On unrelated matter, oil up, gold down, gold stocks up. Banksters and plunge protection manipulate gold stocks up! :)
LOL, Armen. Perfect!
“… the irate public picked the wrong pitchfork.”
Was there a better or correct pitchfork on offer in 2016?
“In a society full of sincere and intelligent people who want to do the right thing, we sadly have ….”
Not ignorance, instead no leader.
“Both sides … are disgusting to me.”
You’ll get no argument from me. That’s why some of us call republicans the “Vichy OP,” that is, the Vichy Opposition Party.

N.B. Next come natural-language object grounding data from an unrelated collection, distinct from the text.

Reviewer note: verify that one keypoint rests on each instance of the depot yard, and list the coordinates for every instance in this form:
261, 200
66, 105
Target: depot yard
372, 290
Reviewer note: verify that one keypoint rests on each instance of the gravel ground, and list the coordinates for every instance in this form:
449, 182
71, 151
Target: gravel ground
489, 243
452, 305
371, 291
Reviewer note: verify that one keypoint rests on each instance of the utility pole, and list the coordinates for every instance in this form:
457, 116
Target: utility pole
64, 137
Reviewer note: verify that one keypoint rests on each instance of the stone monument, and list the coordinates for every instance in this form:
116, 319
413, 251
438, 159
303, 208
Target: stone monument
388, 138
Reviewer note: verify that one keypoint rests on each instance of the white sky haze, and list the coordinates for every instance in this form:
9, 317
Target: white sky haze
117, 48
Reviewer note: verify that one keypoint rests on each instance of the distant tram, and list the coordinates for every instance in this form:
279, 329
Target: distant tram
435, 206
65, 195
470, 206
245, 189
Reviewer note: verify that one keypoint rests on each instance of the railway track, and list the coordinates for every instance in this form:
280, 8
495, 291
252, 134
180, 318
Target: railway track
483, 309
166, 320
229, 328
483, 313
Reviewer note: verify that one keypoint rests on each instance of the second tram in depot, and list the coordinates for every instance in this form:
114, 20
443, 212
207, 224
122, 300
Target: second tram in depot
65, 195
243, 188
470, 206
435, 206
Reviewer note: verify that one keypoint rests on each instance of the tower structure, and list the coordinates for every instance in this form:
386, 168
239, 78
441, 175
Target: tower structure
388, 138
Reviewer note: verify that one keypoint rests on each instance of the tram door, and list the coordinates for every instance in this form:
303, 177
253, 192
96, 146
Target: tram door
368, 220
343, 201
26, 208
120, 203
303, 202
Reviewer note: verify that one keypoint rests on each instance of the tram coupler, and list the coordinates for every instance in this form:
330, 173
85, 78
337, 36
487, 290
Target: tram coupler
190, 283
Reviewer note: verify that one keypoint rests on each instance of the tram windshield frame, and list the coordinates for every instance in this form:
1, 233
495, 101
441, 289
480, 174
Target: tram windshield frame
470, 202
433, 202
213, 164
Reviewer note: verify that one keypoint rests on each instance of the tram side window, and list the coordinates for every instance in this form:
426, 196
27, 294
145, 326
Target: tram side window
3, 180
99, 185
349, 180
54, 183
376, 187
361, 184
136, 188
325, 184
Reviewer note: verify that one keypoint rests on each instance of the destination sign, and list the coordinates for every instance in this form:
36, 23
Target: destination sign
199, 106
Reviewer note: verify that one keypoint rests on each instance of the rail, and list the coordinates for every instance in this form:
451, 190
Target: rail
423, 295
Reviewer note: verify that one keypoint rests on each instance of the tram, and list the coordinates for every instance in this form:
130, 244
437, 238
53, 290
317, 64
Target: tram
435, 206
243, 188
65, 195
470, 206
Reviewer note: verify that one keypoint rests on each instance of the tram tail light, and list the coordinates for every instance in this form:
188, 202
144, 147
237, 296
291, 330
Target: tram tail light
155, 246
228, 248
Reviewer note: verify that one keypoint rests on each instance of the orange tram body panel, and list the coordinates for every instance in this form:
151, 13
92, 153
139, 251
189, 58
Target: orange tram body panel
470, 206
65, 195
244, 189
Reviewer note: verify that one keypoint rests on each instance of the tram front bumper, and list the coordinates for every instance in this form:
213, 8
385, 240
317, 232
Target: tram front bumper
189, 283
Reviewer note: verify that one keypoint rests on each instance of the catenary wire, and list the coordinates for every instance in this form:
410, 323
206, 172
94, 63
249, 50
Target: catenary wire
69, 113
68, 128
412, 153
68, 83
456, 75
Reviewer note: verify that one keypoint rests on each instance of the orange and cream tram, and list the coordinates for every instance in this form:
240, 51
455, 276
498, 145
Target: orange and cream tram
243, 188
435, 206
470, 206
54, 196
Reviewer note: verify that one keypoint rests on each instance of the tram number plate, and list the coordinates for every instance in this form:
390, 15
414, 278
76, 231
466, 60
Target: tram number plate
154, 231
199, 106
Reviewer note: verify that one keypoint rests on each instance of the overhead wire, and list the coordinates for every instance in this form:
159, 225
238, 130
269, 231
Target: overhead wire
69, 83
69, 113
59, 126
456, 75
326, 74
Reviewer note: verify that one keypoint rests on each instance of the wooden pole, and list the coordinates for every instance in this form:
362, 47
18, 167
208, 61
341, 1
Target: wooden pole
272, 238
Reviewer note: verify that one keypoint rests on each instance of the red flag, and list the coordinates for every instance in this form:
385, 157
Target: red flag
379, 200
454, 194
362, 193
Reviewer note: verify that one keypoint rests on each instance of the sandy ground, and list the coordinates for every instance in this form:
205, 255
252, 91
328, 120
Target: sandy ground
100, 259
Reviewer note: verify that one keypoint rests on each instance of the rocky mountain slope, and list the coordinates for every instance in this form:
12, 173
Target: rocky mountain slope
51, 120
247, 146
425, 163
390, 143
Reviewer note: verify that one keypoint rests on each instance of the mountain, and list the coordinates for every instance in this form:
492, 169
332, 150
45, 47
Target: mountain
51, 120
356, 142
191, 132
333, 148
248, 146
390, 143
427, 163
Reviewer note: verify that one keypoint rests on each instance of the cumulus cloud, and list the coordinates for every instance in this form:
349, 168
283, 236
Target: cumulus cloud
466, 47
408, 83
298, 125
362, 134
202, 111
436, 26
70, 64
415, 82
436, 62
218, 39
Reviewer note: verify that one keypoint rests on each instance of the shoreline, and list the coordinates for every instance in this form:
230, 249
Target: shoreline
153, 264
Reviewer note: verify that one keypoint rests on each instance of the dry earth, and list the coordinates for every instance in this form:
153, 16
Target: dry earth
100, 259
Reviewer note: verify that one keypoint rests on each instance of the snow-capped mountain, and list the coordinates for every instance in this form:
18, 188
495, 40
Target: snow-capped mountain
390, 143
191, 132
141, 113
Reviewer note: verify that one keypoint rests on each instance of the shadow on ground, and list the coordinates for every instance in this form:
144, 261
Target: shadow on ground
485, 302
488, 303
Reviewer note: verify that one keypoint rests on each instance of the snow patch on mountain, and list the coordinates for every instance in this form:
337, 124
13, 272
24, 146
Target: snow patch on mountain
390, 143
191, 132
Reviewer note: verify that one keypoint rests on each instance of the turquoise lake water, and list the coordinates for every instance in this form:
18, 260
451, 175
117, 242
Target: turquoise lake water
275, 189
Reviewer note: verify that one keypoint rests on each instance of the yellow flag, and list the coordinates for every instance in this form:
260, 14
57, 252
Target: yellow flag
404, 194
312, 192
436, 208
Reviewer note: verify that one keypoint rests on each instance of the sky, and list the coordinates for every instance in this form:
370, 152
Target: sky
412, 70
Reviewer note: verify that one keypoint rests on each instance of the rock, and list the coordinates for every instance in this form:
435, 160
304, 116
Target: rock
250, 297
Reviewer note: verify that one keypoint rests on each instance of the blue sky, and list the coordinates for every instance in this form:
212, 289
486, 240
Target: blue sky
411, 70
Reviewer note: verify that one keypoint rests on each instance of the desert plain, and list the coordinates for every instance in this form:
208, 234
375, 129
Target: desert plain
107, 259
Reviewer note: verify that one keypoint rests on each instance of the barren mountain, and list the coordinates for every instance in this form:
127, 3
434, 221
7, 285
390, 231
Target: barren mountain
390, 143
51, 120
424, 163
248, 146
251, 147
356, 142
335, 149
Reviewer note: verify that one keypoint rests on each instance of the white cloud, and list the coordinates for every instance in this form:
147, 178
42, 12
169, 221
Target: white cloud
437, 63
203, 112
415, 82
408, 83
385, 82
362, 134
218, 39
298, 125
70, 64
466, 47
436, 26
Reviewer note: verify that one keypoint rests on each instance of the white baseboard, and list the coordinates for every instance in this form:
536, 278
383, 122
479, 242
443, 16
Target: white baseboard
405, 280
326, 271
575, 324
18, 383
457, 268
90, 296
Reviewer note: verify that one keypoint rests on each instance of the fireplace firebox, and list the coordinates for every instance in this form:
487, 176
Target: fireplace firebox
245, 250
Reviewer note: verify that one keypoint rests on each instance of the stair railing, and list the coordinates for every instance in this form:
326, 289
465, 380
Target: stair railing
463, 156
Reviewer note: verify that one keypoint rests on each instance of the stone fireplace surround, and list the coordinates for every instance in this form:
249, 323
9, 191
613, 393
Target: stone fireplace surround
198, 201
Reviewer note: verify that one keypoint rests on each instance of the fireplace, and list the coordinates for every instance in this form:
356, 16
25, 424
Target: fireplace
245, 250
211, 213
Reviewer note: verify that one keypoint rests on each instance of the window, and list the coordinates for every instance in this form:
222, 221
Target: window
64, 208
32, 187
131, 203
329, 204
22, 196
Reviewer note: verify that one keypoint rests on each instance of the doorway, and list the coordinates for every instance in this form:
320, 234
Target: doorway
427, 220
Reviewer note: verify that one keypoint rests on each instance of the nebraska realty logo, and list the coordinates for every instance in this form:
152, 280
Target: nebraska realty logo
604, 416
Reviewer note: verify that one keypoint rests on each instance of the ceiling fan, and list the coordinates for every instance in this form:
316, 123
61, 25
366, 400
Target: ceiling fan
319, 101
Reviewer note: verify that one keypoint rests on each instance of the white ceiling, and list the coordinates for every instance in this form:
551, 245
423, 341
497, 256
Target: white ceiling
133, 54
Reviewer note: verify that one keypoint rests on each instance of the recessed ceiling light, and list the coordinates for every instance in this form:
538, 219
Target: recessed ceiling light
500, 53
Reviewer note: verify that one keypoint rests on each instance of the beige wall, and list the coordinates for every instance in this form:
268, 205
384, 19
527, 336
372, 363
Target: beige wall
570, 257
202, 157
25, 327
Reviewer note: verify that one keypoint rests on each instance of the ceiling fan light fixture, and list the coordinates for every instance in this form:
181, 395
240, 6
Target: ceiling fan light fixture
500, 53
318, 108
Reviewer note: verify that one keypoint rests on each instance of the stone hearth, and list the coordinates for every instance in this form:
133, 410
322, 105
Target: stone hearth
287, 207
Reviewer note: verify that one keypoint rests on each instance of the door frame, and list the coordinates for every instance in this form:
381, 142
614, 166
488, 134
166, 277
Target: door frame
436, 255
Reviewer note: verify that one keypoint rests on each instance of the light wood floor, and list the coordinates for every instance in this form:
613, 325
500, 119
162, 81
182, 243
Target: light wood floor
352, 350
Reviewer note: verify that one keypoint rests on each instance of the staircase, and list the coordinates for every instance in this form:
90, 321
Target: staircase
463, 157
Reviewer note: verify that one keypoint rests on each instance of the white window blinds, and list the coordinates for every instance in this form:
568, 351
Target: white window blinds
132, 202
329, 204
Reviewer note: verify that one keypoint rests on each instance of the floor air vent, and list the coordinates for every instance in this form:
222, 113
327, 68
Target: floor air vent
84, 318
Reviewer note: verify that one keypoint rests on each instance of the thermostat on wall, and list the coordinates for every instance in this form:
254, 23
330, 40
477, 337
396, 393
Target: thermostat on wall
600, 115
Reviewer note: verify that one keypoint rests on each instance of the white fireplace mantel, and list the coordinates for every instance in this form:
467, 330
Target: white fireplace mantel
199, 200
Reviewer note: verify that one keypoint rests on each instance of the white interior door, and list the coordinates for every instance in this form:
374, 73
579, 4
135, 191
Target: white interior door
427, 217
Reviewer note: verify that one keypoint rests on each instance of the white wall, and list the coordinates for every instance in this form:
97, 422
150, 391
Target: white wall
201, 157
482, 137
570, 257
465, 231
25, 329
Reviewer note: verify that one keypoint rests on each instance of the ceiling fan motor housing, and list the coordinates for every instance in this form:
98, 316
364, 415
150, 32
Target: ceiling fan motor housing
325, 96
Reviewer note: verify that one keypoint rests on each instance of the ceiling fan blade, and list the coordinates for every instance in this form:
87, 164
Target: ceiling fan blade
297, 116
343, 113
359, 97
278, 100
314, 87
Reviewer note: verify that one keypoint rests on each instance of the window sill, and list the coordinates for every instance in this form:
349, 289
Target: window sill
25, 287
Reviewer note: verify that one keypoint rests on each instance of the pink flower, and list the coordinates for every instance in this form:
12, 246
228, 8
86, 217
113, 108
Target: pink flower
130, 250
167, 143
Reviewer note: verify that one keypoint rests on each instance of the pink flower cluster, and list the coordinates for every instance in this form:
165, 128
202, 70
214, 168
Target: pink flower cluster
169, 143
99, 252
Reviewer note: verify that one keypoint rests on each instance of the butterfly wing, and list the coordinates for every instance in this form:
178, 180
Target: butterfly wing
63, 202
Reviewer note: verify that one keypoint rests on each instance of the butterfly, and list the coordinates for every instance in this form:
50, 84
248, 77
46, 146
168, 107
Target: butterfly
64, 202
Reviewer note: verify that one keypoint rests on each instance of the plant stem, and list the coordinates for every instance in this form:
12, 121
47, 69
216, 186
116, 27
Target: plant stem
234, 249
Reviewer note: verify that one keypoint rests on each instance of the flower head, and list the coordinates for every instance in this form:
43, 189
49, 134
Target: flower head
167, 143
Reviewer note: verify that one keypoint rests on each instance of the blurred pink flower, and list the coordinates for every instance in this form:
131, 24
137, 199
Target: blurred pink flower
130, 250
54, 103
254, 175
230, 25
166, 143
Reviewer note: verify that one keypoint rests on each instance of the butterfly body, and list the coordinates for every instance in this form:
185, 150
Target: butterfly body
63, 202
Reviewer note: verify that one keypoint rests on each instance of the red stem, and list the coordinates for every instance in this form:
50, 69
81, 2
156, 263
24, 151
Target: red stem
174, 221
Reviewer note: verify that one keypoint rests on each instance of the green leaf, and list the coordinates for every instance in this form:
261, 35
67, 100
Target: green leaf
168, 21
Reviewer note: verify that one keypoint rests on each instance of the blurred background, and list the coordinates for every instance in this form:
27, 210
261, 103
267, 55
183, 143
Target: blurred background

A) I’d have taken any Republican who was rational and focused on things other than him/herself. B) Non-leaders have been elected largely by ignorance, IMO. Call me elitist if you want, but I am anything but that. I am fatalist and have viewed society as degrading my entire life. Not ignorant. A lunatic maybe. C) What does Vichy mean?
“What does Vichy mean?”
Refers to the administrative regime located in the resort town of Vichy, France, during Nazi occupation.
They rolled over and said please sir, may I have another?
We are at a very similar time just before the tractor was invented at the beginning of the 20th century. Back then, half of the work populace was working in the agricultural sector and most of them lost their job due to this invention. This was what caused the great depression. It took the labor market basically 2-3 generations to re-balance itself.
That being said, there will be plenty of attempts to inflate before we get there. But our outdated financial system combined with the tremendous productivity gains ahead will eventually result in deflation.
“rolled over and said please”
Kind of. As vichy opposition, current-era republicans serve the uniparty by “conserving” every left-wing “innovation.” “Whaddya mean, we’ve always been for wide-open borders!” Give it a year or two. Think back over the decades on all the “progress” none of us wanted, didn’t ask for, and certainly never voted for — all these progressive innovations are now standard-issue bullet points of the GOP platform.
Anyway, trees don’t grow to the sky, only ’til they fall over.
Food for thought: Any discussion of how the future of our economic landscape plays out must address the two different types of ‘dollars’ … electronic dollar credits and foldable cash. When viewed in this manner there could easily be hyper-inflation of electronic dollar credits and hyper-DEFLATION of the very scarce paper money that simply cannot be printed fast enough.